The Commissioner believes that the action taken in this case will act as a reminder to all Scottish public authorities of the importance of maintaining an 'applicant blind' approach to handling information requests and not sharing applicants' identity with third parties, and that he is ready to use his enforcement powers whenever required.

He said:

"The importance of handling requests in an 'applicant blind' manner cannot be overstated, as it is a key principle underlying the effective exercise of freedom of information. Members of the public must not be put off exercising their statutory rights under FOI law by a concern that they will be adversely impacted as a result.

"My aim with this Practice Recommendation is not to single out the council, but ultimately to enable it and all authorities to learn lessons from this case and to encourage them to renew their focus on ensuring that good FOI practice is maintained at all times."

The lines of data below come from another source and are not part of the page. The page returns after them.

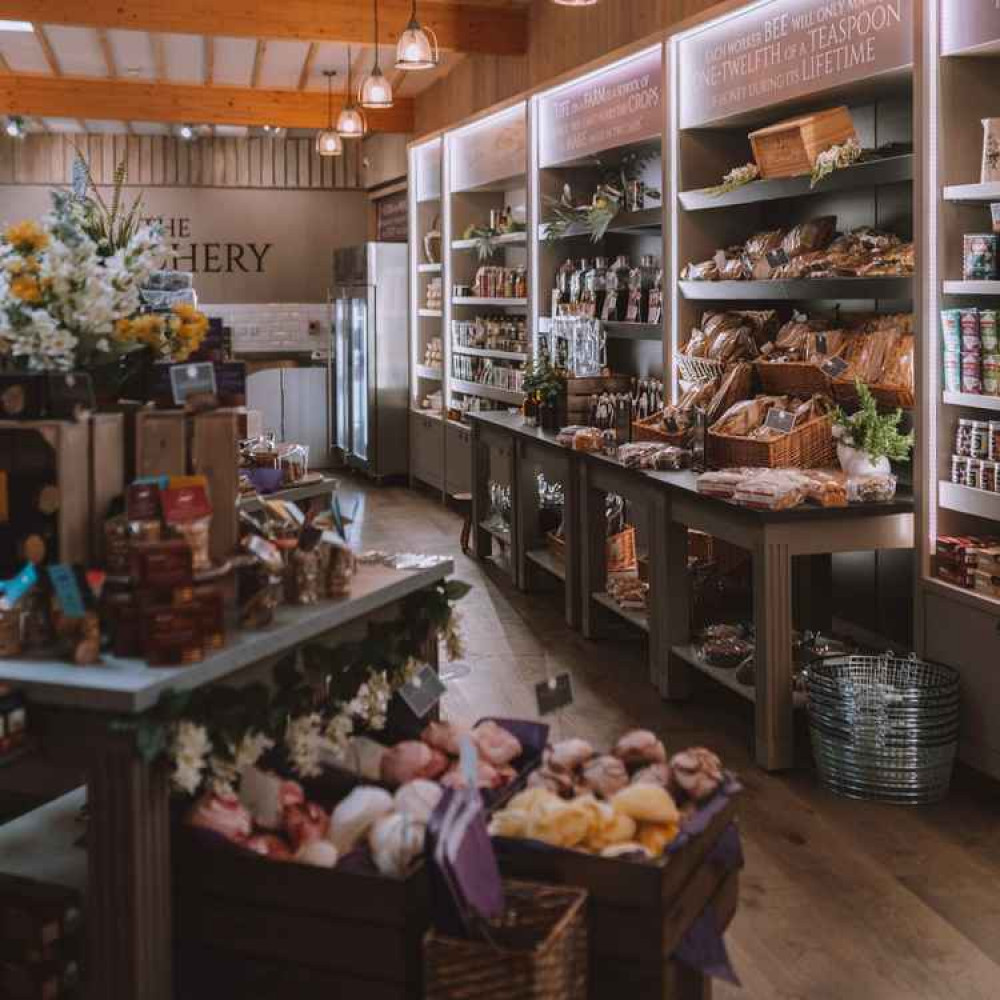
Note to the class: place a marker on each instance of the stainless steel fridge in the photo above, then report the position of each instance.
(371, 367)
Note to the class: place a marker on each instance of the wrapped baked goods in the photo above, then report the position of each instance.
(640, 747)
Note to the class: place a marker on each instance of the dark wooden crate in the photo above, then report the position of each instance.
(638, 912)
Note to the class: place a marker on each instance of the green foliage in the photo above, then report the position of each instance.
(876, 434)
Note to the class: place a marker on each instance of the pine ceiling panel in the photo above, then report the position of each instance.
(185, 58)
(133, 54)
(234, 61)
(77, 50)
(283, 63)
(22, 52)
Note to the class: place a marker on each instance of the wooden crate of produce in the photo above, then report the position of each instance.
(353, 933)
(638, 913)
(790, 148)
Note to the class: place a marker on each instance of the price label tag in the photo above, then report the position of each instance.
(67, 588)
(834, 367)
(780, 420)
(554, 694)
(195, 379)
(423, 692)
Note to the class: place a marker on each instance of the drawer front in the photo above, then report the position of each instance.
(969, 640)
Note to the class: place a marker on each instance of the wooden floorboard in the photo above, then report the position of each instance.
(840, 900)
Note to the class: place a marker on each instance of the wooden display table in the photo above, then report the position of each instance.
(72, 710)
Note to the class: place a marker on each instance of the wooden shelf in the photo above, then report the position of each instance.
(639, 619)
(487, 392)
(548, 562)
(799, 289)
(725, 676)
(633, 331)
(493, 303)
(972, 193)
(506, 240)
(890, 170)
(971, 399)
(971, 288)
(486, 352)
(967, 500)
(649, 220)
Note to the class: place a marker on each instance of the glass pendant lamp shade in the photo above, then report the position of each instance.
(376, 91)
(351, 122)
(417, 47)
(328, 142)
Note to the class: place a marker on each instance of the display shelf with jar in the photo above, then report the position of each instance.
(427, 437)
(959, 557)
(486, 274)
(600, 208)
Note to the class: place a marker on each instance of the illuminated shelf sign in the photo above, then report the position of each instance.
(969, 24)
(490, 151)
(617, 106)
(789, 49)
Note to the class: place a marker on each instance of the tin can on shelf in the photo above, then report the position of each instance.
(988, 332)
(979, 259)
(951, 330)
(952, 371)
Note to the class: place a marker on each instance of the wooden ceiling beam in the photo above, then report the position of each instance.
(461, 27)
(132, 100)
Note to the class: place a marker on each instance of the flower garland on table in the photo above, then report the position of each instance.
(305, 716)
(60, 299)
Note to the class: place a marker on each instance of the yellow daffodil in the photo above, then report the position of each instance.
(27, 237)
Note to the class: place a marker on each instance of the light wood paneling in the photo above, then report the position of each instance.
(559, 39)
(163, 161)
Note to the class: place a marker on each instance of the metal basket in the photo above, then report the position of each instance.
(884, 727)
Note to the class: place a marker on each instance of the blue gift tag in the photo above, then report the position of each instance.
(67, 588)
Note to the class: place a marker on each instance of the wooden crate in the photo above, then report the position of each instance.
(790, 148)
(352, 934)
(638, 912)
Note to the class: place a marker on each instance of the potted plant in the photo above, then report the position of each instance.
(867, 441)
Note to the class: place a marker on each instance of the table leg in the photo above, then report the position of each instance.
(129, 916)
(772, 594)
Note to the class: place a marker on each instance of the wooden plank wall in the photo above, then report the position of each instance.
(163, 161)
(559, 39)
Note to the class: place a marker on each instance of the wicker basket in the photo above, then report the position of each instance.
(792, 378)
(810, 446)
(540, 952)
(698, 369)
(651, 429)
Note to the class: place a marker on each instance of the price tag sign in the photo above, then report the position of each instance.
(554, 694)
(834, 367)
(195, 379)
(780, 420)
(423, 692)
(67, 588)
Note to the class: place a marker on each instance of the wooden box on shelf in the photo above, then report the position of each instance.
(810, 446)
(790, 148)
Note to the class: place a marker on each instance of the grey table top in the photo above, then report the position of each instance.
(130, 686)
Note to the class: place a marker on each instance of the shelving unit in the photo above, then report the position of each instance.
(427, 437)
(486, 171)
(587, 128)
(960, 87)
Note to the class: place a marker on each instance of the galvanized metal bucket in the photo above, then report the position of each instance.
(884, 727)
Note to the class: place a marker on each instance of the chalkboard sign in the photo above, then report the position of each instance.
(392, 218)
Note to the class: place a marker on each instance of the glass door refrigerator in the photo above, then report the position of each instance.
(371, 370)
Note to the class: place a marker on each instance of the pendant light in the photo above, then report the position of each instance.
(376, 91)
(417, 47)
(351, 122)
(328, 141)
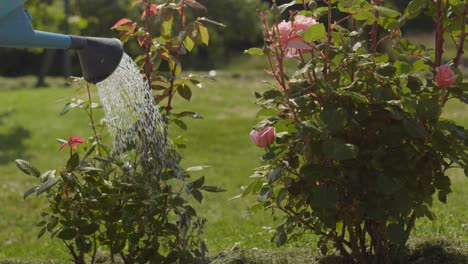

Download the Practice Recommendation.

Further information

This Practice Recommendation (001/2021) is issued under sections 43 and 44 of the Freedom of Information (Scotland) Act 2002 (FOISA). Section 43(1) requires the Commissioner to promote the following of good practice by Scottish public authorities, and in particular, adherence to FOISA itself and the codes of practice issued under sections 60 and 61 of FOISA. Section 44(1) allows the Commissioner to issue a practice recommendation if it appears that a Scottish public authority is not conforming with those codes of practice.

As required by section 44(2) of FOISA, the Commissioner has identified the following specific provisions of the Code of Practice on the Discharge of Functions by Scottish Public Authorities under FOISA and the Environmental Information (Scotland) Regulations 2004 (known as the Section 60 Code) with which the Commissioner believes the authority has failed to comply:

  • Paragraph 1.2.1: "Meeting the requirements of the legislation and bringing about a culture of openness depends significantly on leadership from the top."
  • Paragraph 1.2.3: "Senior managers should ... take responsibility and be accountable for FOI in their areas."
  • Paragraph 1.3.1: "Authorities should provide training to ensure that all staff have sufficient knowledge of the regimes."
  • Paragraph 7.5.2: "If the applicant is an individual their identity should almost always remain withheld from third parties as this is personal data and its disclosure is likely to be in breach of the Data Protection Principles. There may be occasions when the identity of the applicant is relevant to the request but it should not be shared with third parties unless permission is sought and granted, or the request was made in the public domain (e.g. via whatdotheyknow.com)."